Notes on Namespace Specification: Ensure <namespace> correctly reflects where the catalog source is deployed. The default in OpenShift is often openshift-marketplace. It's important to adjust this based on your Kubernetes or OpenShift configuration settings.
-
-
Operator Group Details
Objective: Retrieve details about the Operator Group in the specified namespace to ensure correct configuration and alignment with the deployed operators.
Command:
oc get OperatorGroup -n <namespace>Note: Replace <namespace> with the specific namespace where the subscription or operator is deployed. This is crucial as the Operator Group details need to match the namespace of the operational environment to provide accurate diagnostics.
-
Subscription Details
Retrieve Subscription Names
Objective: Gather the names of all subscriptions in the specified namespace to check their current status and configuration.
Setup: Set the namespace variable to ensure all commands are consistently applied to the correct namespace:
ns=<namespace> # Replace <namespace> with the actual namespaceCommand:
subs=$(oc get sub -n $ns --no-headers -o custom-columns=:metadata.name)This command saves the names of all subscriptions in the specified namespace into a variable, making it easier to use in subsequent commands.
Subscription Details
Objective: After obtaining the names of the subscriptions, fetch detailed information about each subscription.
Command:
oc get sub $subs -n $ns -o yaml > operator_troubleshooting_subinfo.yamlNote: Ensure that the $ns variable is set to the namespace where the subscription or operator is deployed. This approach not only streamlines the command execution but also minimizes the risk of applying commands to the wrong namespace, ensuring accurate and relevant data collection.
-
Logs Collection
IBM-OMS-operator Logs
Objective: List and save logs for IBM-OMS-operator pods.

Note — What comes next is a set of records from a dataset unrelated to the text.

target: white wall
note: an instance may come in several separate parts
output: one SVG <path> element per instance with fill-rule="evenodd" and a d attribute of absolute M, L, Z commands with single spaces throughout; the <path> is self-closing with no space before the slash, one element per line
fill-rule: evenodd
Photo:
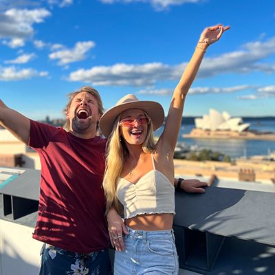
<path fill-rule="evenodd" d="M 43 243 L 33 228 L 0 219 L 0 275 L 37 275 Z"/>

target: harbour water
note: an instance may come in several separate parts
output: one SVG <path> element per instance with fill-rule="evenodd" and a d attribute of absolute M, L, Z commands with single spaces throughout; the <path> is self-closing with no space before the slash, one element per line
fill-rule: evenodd
<path fill-rule="evenodd" d="M 275 119 L 251 120 L 244 120 L 244 122 L 250 123 L 250 130 L 275 133 Z M 272 140 L 192 139 L 182 137 L 183 134 L 189 133 L 194 127 L 194 124 L 183 124 L 179 135 L 179 142 L 184 142 L 187 146 L 195 145 L 199 148 L 219 151 L 230 155 L 232 159 L 243 156 L 267 155 L 270 152 L 275 151 L 275 141 Z M 163 126 L 155 132 L 155 135 L 160 136 L 162 131 Z"/>

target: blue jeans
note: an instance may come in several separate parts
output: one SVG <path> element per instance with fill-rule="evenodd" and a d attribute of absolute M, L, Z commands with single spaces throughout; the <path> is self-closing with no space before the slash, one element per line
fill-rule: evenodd
<path fill-rule="evenodd" d="M 135 230 L 127 228 L 125 250 L 116 251 L 115 275 L 177 275 L 179 261 L 173 230 Z"/>
<path fill-rule="evenodd" d="M 39 275 L 111 275 L 108 250 L 75 253 L 45 243 Z"/>

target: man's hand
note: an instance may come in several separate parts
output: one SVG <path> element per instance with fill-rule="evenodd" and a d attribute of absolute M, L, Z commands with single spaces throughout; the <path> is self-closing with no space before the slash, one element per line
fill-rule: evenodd
<path fill-rule="evenodd" d="M 116 250 L 122 251 L 125 248 L 123 234 L 129 234 L 123 220 L 114 208 L 109 210 L 107 220 L 111 243 Z"/>

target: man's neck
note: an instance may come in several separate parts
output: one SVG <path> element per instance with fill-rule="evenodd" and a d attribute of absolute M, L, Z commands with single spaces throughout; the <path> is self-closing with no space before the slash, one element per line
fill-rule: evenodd
<path fill-rule="evenodd" d="M 83 138 L 85 140 L 89 140 L 90 138 L 94 138 L 96 136 L 96 131 L 90 131 L 88 133 L 77 133 L 74 131 L 69 131 L 69 133 L 72 133 L 72 135 L 74 135 L 75 137 L 80 138 Z"/>

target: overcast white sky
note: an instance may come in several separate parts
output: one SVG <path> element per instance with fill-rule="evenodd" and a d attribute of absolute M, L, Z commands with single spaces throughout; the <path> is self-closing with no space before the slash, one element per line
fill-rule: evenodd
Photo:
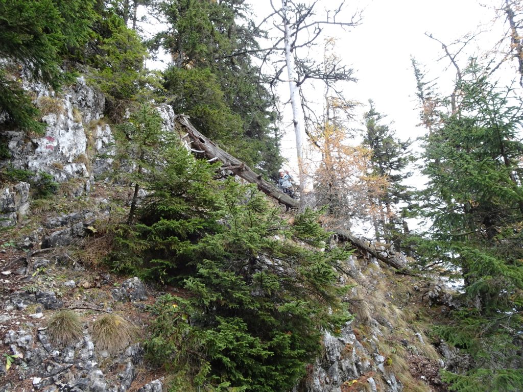
<path fill-rule="evenodd" d="M 256 15 L 269 11 L 268 0 L 251 0 Z M 323 0 L 321 6 L 339 0 Z M 361 0 L 347 1 L 348 14 L 362 9 L 361 25 L 349 31 L 333 33 L 338 39 L 337 52 L 355 70 L 356 83 L 345 89 L 345 98 L 366 103 L 372 99 L 376 109 L 393 122 L 393 128 L 402 139 L 415 139 L 424 130 L 416 127 L 419 122 L 417 102 L 415 98 L 416 82 L 411 64 L 411 55 L 425 65 L 432 77 L 440 76 L 444 89 L 451 88 L 454 73 L 445 69 L 446 59 L 438 62 L 443 52 L 441 45 L 425 36 L 426 31 L 446 43 L 451 43 L 464 34 L 476 31 L 480 26 L 488 26 L 491 33 L 480 35 L 478 47 L 469 45 L 469 54 L 479 54 L 491 49 L 494 40 L 500 38 L 501 25 L 494 26 L 495 15 L 491 8 L 474 0 Z M 501 0 L 485 0 L 492 7 Z M 280 4 L 274 0 L 274 4 Z M 467 55 L 462 56 L 466 61 Z M 288 100 L 288 87 L 281 89 L 281 101 Z M 445 92 L 445 91 L 444 91 Z M 313 94 L 314 94 L 313 93 Z M 322 93 L 317 94 L 322 96 Z M 368 108 L 362 108 L 362 112 Z M 321 109 L 320 109 L 321 111 Z M 294 166 L 293 129 L 290 123 L 290 108 L 286 119 L 283 152 Z"/>

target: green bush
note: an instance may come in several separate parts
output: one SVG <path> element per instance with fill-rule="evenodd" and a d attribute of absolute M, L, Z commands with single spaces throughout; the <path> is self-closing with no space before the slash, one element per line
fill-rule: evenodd
<path fill-rule="evenodd" d="M 130 129 L 136 141 L 146 132 Z M 329 234 L 317 213 L 290 225 L 255 187 L 214 180 L 217 166 L 179 145 L 155 151 L 131 174 L 148 193 L 135 220 L 113 228 L 109 260 L 184 292 L 153 307 L 150 358 L 176 375 L 176 388 L 291 389 L 323 331 L 349 318 L 338 299 L 347 287 L 336 286 L 348 253 L 322 249 Z"/>

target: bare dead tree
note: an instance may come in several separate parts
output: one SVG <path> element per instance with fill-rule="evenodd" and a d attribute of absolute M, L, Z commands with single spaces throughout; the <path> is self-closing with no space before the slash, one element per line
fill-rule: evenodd
<path fill-rule="evenodd" d="M 302 207 L 313 204 L 313 200 L 308 201 L 307 195 L 312 194 L 312 181 L 304 167 L 308 133 L 305 119 L 309 119 L 312 123 L 319 123 L 317 119 L 313 118 L 315 111 L 305 98 L 303 86 L 306 83 L 314 80 L 332 86 L 338 82 L 355 80 L 353 70 L 340 61 L 326 70 L 323 62 L 315 60 L 311 53 L 324 36 L 326 27 L 347 29 L 357 26 L 361 20 L 359 13 L 352 14 L 348 20 L 342 19 L 345 8 L 344 1 L 332 9 L 324 7 L 320 9 L 321 4 L 319 0 L 309 4 L 282 0 L 280 6 L 271 0 L 272 12 L 260 25 L 268 26 L 266 29 L 277 33 L 274 34 L 272 47 L 266 49 L 263 53 L 262 66 L 269 62 L 272 64 L 274 71 L 269 80 L 272 90 L 279 83 L 289 84 L 289 102 L 292 108 L 296 135 Z M 306 54 L 302 54 L 302 52 Z M 283 76 L 286 70 L 286 78 Z"/>

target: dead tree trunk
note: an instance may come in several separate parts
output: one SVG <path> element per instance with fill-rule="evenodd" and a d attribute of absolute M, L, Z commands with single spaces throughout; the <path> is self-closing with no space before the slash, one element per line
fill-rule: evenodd
<path fill-rule="evenodd" d="M 178 114 L 176 120 L 177 126 L 181 127 L 183 131 L 188 134 L 191 150 L 193 152 L 201 154 L 209 160 L 219 160 L 223 164 L 224 169 L 231 170 L 251 183 L 256 184 L 260 190 L 288 208 L 297 209 L 299 206 L 296 200 L 280 192 L 274 185 L 263 179 L 261 175 L 256 174 L 245 163 L 224 151 L 197 131 L 186 116 Z"/>
<path fill-rule="evenodd" d="M 176 126 L 180 135 L 187 134 L 187 137 L 190 140 L 189 146 L 193 153 L 203 155 L 209 160 L 219 160 L 223 164 L 223 169 L 231 170 L 238 177 L 251 183 L 256 184 L 260 190 L 288 208 L 296 209 L 299 207 L 299 203 L 290 196 L 280 192 L 272 184 L 264 180 L 260 175 L 254 172 L 244 163 L 225 152 L 209 138 L 199 132 L 191 124 L 187 116 L 184 114 L 177 116 Z M 364 253 L 371 254 L 393 268 L 403 271 L 404 267 L 395 261 L 392 258 L 384 256 L 379 251 L 373 249 L 363 241 L 353 236 L 347 230 L 339 230 L 336 234 L 339 239 L 350 243 L 356 249 L 359 249 Z"/>

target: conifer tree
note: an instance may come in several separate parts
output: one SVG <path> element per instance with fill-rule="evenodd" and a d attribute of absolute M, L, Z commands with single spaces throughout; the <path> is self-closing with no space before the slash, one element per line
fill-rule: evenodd
<path fill-rule="evenodd" d="M 290 390 L 323 331 L 349 319 L 337 285 L 349 253 L 324 249 L 318 213 L 291 225 L 255 187 L 217 181 L 215 165 L 161 143 L 157 120 L 144 109 L 121 129 L 122 156 L 145 169 L 130 175 L 147 193 L 114 228 L 111 262 L 184 293 L 158 298 L 147 352 L 173 388 Z"/>
<path fill-rule="evenodd" d="M 282 160 L 276 114 L 250 57 L 260 32 L 247 18 L 245 2 L 169 0 L 159 9 L 169 27 L 152 47 L 172 56 L 165 73 L 169 103 L 228 151 L 275 174 Z"/>
<path fill-rule="evenodd" d="M 457 90 L 456 113 L 425 139 L 424 245 L 464 281 L 466 305 L 441 338 L 469 356 L 470 365 L 444 373 L 450 390 L 523 389 L 523 124 L 519 100 L 488 80 L 475 62 Z"/>
<path fill-rule="evenodd" d="M 67 74 L 63 57 L 81 48 L 89 37 L 95 0 L 2 0 L 0 57 L 15 62 L 0 66 L 0 111 L 26 129 L 42 132 L 38 111 L 20 84 L 23 64 L 30 76 L 55 90 Z"/>
<path fill-rule="evenodd" d="M 379 177 L 386 179 L 386 188 L 378 195 L 374 203 L 379 209 L 379 218 L 374 221 L 376 239 L 383 238 L 389 244 L 395 244 L 399 250 L 401 242 L 402 212 L 410 202 L 412 192 L 402 181 L 411 176 L 407 166 L 414 160 L 408 151 L 410 141 L 402 142 L 395 137 L 388 125 L 381 123 L 384 116 L 377 112 L 372 100 L 370 110 L 364 118 L 366 133 L 363 135 L 362 145 L 371 152 L 370 161 L 372 170 Z M 400 206 L 400 203 L 404 205 Z"/>

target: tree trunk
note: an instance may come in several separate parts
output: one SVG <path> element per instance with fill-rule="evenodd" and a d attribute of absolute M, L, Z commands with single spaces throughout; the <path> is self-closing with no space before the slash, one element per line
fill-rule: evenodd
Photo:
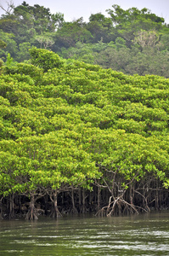
<path fill-rule="evenodd" d="M 14 194 L 10 195 L 9 198 L 9 219 L 14 218 L 15 214 L 14 214 Z"/>
<path fill-rule="evenodd" d="M 62 217 L 61 213 L 59 212 L 59 211 L 58 209 L 58 194 L 59 193 L 58 193 L 57 189 L 55 189 L 55 190 L 54 190 L 53 197 L 50 196 L 50 199 L 52 200 L 53 205 L 54 205 L 54 208 L 50 214 L 50 217 L 55 218 Z"/>
<path fill-rule="evenodd" d="M 29 207 L 27 214 L 26 214 L 25 219 L 31 219 L 31 220 L 38 219 L 38 217 L 37 215 L 36 207 L 35 207 L 35 201 L 36 201 L 35 195 L 32 193 L 31 195 L 30 207 Z"/>

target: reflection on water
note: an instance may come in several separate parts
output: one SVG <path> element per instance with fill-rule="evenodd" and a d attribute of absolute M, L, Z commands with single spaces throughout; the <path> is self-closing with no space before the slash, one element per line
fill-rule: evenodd
<path fill-rule="evenodd" d="M 0 221 L 0 255 L 169 255 L 169 212 Z"/>

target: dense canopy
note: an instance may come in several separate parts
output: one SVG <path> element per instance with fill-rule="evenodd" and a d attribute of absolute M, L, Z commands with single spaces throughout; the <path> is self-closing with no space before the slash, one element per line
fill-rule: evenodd
<path fill-rule="evenodd" d="M 53 216 L 68 198 L 74 212 L 166 207 L 169 79 L 30 55 L 0 76 L 0 196 L 10 216 L 30 201 L 36 218 L 38 200 L 42 211 L 52 201 Z"/>

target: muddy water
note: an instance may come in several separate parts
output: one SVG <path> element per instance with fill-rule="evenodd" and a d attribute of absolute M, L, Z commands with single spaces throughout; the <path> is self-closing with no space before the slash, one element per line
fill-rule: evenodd
<path fill-rule="evenodd" d="M 0 221 L 0 255 L 169 255 L 169 211 Z"/>

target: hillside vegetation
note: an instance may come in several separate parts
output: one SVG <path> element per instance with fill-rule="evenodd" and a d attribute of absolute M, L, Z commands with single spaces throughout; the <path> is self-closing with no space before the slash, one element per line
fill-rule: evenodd
<path fill-rule="evenodd" d="M 0 76 L 2 218 L 167 207 L 169 79 L 30 55 Z"/>
<path fill-rule="evenodd" d="M 92 14 L 88 22 L 82 17 L 67 22 L 64 14 L 25 1 L 3 11 L 0 58 L 4 62 L 8 54 L 14 61 L 29 61 L 28 49 L 37 47 L 126 74 L 169 77 L 169 25 L 146 8 L 125 10 L 114 4 L 106 16 Z"/>

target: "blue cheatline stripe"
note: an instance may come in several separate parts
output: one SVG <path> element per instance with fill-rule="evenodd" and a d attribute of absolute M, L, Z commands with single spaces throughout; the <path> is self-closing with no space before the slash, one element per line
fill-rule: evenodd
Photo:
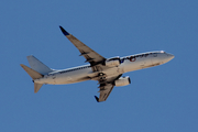
<path fill-rule="evenodd" d="M 69 33 L 67 31 L 65 31 L 61 25 L 59 25 L 59 29 L 62 30 L 64 35 L 69 35 Z"/>

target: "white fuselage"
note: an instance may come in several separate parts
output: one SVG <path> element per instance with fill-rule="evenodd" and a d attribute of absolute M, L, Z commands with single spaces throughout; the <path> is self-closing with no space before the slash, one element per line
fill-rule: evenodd
<path fill-rule="evenodd" d="M 34 81 L 37 84 L 63 85 L 85 80 L 97 80 L 96 76 L 99 73 L 103 73 L 107 77 L 112 77 L 114 75 L 121 75 L 128 72 L 162 65 L 169 62 L 172 58 L 174 58 L 174 55 L 167 54 L 163 51 L 143 53 L 121 57 L 121 64 L 116 67 L 109 67 L 94 72 L 90 65 L 84 65 L 64 70 L 54 70 L 47 75 L 44 75 L 43 78 L 35 79 Z"/>

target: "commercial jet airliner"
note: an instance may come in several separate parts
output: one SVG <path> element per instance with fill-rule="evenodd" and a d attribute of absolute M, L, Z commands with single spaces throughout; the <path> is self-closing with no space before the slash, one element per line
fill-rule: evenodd
<path fill-rule="evenodd" d="M 79 56 L 84 56 L 89 65 L 55 70 L 30 55 L 28 61 L 31 68 L 23 64 L 21 64 L 21 67 L 32 77 L 34 92 L 37 92 L 44 84 L 63 85 L 97 80 L 100 96 L 99 98 L 95 96 L 95 98 L 98 102 L 101 102 L 107 100 L 114 86 L 120 87 L 131 84 L 129 76 L 122 76 L 124 73 L 158 66 L 175 57 L 172 54 L 160 51 L 125 57 L 106 58 L 69 34 L 62 26 L 59 28 L 63 34 L 78 48 L 80 52 Z"/>

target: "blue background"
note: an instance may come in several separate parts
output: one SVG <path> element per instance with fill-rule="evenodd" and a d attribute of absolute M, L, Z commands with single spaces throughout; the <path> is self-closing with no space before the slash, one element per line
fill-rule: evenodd
<path fill-rule="evenodd" d="M 197 0 L 1 0 L 1 132 L 197 132 Z M 58 25 L 105 57 L 164 50 L 169 63 L 124 74 L 97 103 L 97 81 L 34 94 L 20 64 L 34 55 L 62 69 L 85 65 Z"/>

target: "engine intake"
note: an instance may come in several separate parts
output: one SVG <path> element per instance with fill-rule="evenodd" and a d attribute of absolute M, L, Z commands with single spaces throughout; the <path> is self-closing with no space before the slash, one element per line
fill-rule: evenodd
<path fill-rule="evenodd" d="M 118 80 L 114 81 L 114 85 L 117 87 L 119 86 L 127 86 L 127 85 L 130 85 L 131 84 L 131 79 L 129 76 L 127 77 L 120 77 Z"/>

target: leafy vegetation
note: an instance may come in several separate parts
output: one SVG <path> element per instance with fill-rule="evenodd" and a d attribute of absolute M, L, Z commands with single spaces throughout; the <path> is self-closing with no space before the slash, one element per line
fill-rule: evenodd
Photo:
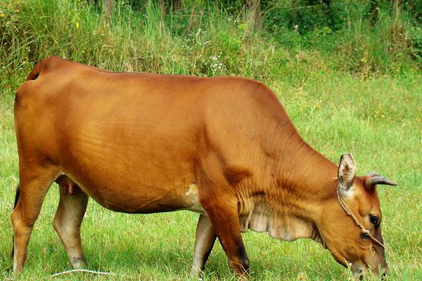
<path fill-rule="evenodd" d="M 51 226 L 58 204 L 53 185 L 23 275 L 5 271 L 11 264 L 9 214 L 18 181 L 14 93 L 34 64 L 51 55 L 115 71 L 264 81 L 312 146 L 334 162 L 350 151 L 359 174 L 376 169 L 399 183 L 379 190 L 390 275 L 422 280 L 420 1 L 397 2 L 397 10 L 395 1 L 338 0 L 328 7 L 322 1 L 262 0 L 262 27 L 253 32 L 237 0 L 184 1 L 164 25 L 153 1 L 117 1 L 110 22 L 88 2 L 0 1 L 0 280 L 41 280 L 70 268 Z M 82 226 L 89 268 L 115 275 L 54 279 L 186 280 L 197 216 L 129 216 L 91 201 Z M 244 239 L 252 280 L 352 280 L 313 242 L 288 243 L 251 232 Z M 234 279 L 216 243 L 205 280 Z"/>

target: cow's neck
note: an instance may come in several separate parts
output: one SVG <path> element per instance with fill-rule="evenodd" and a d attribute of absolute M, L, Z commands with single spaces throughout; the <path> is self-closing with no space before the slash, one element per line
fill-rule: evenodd
<path fill-rule="evenodd" d="M 298 134 L 288 140 L 288 145 L 271 148 L 264 172 L 267 178 L 260 184 L 264 192 L 250 197 L 253 207 L 246 218 L 241 218 L 241 225 L 243 230 L 268 231 L 285 240 L 309 237 L 322 242 L 316 226 L 322 203 L 335 195 L 337 166 Z"/>

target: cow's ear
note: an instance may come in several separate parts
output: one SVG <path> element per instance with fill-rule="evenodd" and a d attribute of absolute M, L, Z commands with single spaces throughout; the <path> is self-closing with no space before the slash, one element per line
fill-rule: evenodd
<path fill-rule="evenodd" d="M 356 164 L 351 153 L 343 154 L 340 158 L 337 178 L 340 187 L 348 190 L 353 185 L 353 179 L 356 174 Z"/>

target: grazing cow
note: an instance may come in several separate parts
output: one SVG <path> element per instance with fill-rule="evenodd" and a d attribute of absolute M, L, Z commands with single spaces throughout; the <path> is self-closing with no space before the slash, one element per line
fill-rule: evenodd
<path fill-rule="evenodd" d="M 47 190 L 60 186 L 54 228 L 75 268 L 91 197 L 113 211 L 200 214 L 192 274 L 218 237 L 235 273 L 249 260 L 241 233 L 308 237 L 359 275 L 387 264 L 377 184 L 300 136 L 276 96 L 236 77 L 114 73 L 57 57 L 18 89 L 20 188 L 11 215 L 13 269 L 23 270 Z"/>

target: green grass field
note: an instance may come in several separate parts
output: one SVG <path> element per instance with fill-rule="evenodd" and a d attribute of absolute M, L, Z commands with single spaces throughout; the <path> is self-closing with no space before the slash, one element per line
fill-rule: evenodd
<path fill-rule="evenodd" d="M 167 29 L 160 32 L 155 25 L 159 13 L 154 8 L 144 11 L 145 18 L 139 20 L 143 25 L 139 25 L 139 15 L 124 13 L 127 8 L 123 6 L 115 11 L 122 16 L 107 27 L 96 11 L 74 7 L 72 1 L 58 1 L 57 6 L 52 1 L 12 2 L 0 4 L 0 12 L 6 14 L 1 18 L 0 13 L 0 280 L 188 279 L 198 214 L 128 215 L 108 211 L 93 200 L 82 228 L 87 269 L 114 275 L 79 273 L 49 277 L 71 269 L 52 226 L 58 203 L 56 184 L 34 226 L 23 273 L 6 271 L 12 265 L 10 214 L 18 182 L 14 92 L 33 60 L 51 54 L 114 70 L 237 74 L 264 81 L 312 147 L 333 162 L 351 152 L 359 174 L 376 170 L 397 182 L 397 187 L 378 188 L 388 280 L 422 280 L 422 76 L 417 68 L 409 66 L 394 74 L 367 72 L 364 68 L 350 72 L 339 66 L 339 57 L 316 49 L 283 48 L 262 37 L 248 44 L 236 33 L 241 28 L 215 11 L 200 22 L 191 18 L 193 31 L 179 34 L 178 25 L 186 23 L 180 20 L 185 18 L 170 18 Z M 205 27 L 198 34 L 200 25 Z M 206 32 L 201 33 L 203 30 Z M 192 41 L 185 44 L 186 38 Z M 222 69 L 215 66 L 212 56 L 222 62 Z M 243 239 L 251 280 L 353 279 L 313 241 L 286 242 L 250 231 Z M 204 280 L 236 280 L 218 242 Z"/>

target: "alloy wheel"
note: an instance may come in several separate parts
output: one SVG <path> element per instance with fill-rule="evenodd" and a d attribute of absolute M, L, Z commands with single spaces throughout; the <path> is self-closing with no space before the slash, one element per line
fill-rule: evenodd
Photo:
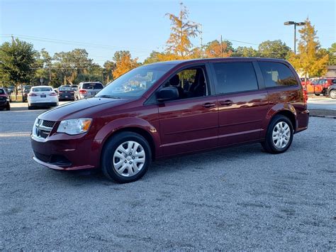
<path fill-rule="evenodd" d="M 279 121 L 273 128 L 272 140 L 274 146 L 282 149 L 287 146 L 291 139 L 291 128 L 284 121 Z"/>
<path fill-rule="evenodd" d="M 121 176 L 132 177 L 142 169 L 146 154 L 143 147 L 138 142 L 128 141 L 121 143 L 114 152 L 113 165 Z"/>

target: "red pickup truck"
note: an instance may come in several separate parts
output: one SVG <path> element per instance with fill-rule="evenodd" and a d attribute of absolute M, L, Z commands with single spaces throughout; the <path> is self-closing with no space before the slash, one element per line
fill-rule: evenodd
<path fill-rule="evenodd" d="M 315 95 L 319 96 L 323 94 L 325 96 L 327 94 L 327 88 L 336 84 L 336 78 L 323 78 L 319 80 L 317 83 L 314 84 L 314 94 Z"/>

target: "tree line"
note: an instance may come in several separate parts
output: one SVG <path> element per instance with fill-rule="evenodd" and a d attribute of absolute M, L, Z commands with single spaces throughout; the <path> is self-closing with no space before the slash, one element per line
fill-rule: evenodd
<path fill-rule="evenodd" d="M 336 43 L 328 49 L 322 48 L 314 26 L 307 19 L 299 30 L 298 53 L 281 40 L 261 43 L 257 49 L 252 47 L 233 48 L 228 40 L 214 40 L 201 46 L 194 46 L 191 40 L 201 35 L 200 24 L 189 20 L 189 11 L 181 4 L 177 15 L 167 13 L 171 21 L 171 33 L 166 49 L 153 50 L 142 62 L 133 58 L 128 50 L 115 53 L 111 60 L 103 66 L 89 57 L 85 49 L 56 53 L 51 56 L 42 49 L 34 50 L 31 43 L 13 39 L 0 46 L 0 86 L 26 83 L 76 84 L 82 81 L 100 81 L 106 84 L 125 72 L 141 65 L 174 60 L 225 57 L 265 57 L 288 60 L 303 76 L 323 76 L 328 64 L 336 64 Z"/>

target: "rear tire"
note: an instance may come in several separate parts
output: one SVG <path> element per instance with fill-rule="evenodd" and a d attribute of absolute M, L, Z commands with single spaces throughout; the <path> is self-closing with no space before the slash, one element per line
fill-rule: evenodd
<path fill-rule="evenodd" d="M 293 135 L 291 120 L 283 115 L 276 115 L 269 125 L 262 146 L 269 153 L 282 153 L 291 146 Z"/>
<path fill-rule="evenodd" d="M 108 179 L 127 183 L 142 177 L 151 160 L 152 151 L 146 139 L 134 132 L 125 131 L 113 136 L 105 143 L 101 170 Z"/>

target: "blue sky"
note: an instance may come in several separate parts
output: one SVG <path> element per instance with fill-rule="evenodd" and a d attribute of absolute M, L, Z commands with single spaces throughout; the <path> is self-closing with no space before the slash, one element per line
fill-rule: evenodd
<path fill-rule="evenodd" d="M 177 13 L 180 1 L 0 0 L 0 43 L 9 41 L 9 35 L 13 34 L 52 55 L 85 48 L 91 58 L 103 65 L 116 50 L 128 50 L 142 61 L 152 50 L 164 48 L 170 32 L 170 21 L 164 14 Z M 234 47 L 257 48 L 262 41 L 281 39 L 292 48 L 293 27 L 284 22 L 303 21 L 307 17 L 318 30 L 323 47 L 336 42 L 333 0 L 183 2 L 189 10 L 189 19 L 203 25 L 203 43 L 222 35 L 223 39 L 249 43 L 233 41 Z M 201 40 L 197 38 L 193 43 L 199 45 Z"/>

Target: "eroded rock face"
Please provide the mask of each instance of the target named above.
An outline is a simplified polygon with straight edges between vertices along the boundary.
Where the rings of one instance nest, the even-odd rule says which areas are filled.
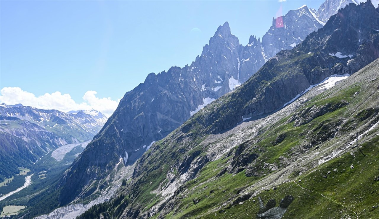
[[[294,121],[294,127],[300,126],[310,122],[319,116],[333,112],[348,104],[347,102],[341,102],[328,103],[322,106],[312,106],[302,110],[300,113],[293,116],[288,122],[289,123]]]
[[[259,211],[257,218],[263,219],[280,219],[287,211],[287,208],[293,201],[293,197],[290,195],[284,197],[280,201],[279,206],[275,207],[275,199],[270,199],[265,206],[263,206],[262,200],[259,197]]]

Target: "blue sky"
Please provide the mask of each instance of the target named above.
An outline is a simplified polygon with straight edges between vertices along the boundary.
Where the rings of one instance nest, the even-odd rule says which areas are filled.
[[[117,102],[149,73],[190,64],[226,21],[244,45],[262,39],[281,7],[323,2],[2,0],[0,89],[88,105],[83,95],[94,91],[95,100]]]

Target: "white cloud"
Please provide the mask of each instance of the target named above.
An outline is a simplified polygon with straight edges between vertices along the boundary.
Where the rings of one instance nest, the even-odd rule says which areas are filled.
[[[70,94],[62,94],[59,91],[46,93],[36,97],[19,87],[8,87],[0,90],[0,102],[10,105],[21,103],[25,106],[58,110],[63,112],[94,109],[109,117],[116,109],[120,100],[113,100],[110,97],[99,98],[96,96],[97,93],[94,91],[87,91],[83,96],[83,102],[78,103],[71,98]]]

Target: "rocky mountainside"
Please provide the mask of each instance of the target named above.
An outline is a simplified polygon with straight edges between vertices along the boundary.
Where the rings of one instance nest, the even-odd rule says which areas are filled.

Setup: Set the namespace variable to ensure all commands are consistently applied to the correct namespace:
ns=<namespace> # Replace <namespace> with the actual namespaceCommands:
-
Get the IBM-OMS-operator Pods:
pods_OMS=$(oc get pods -n $ns -l app.kubernetes.io/name=ibm-oms-operator -o custom-columns=NAME:.metadata.name --no-headers) -
Export logs if any pods are found:
if [ -z "$pods_OMS" ]; then echo "No IBM-OMS-pods found in namespace $ns." else for pod in $pods_OMS; do oc logs $pod -n $ns > ${pod}_logs.txt echo "Logs for pod $pod have been saved to ${pod}_logs.txt" done fi
Notes:Ensure that the $ns variable is set to the namespace where the IBM-OMS-operator is deployed.
-
-
Deployment and Service Group Status
1. Integrated OM Environment Deployment Status
Objective: Gather the status of the Integrated OM Environment deployment.
Command:
oc describe omenvironments.apps.oms.ibm.com -n oms > oms_operator_troubleshooting_deploymentstatusinfo.txtNote: Replace <namespace> with the actual namespace where the OM environment is deployed. This command provides a detailed description of the OM environment deployment status, which is saved to a file for troubleshooting.
Service Group Status
Objective: Retrieve the status of various service groups in YAML format.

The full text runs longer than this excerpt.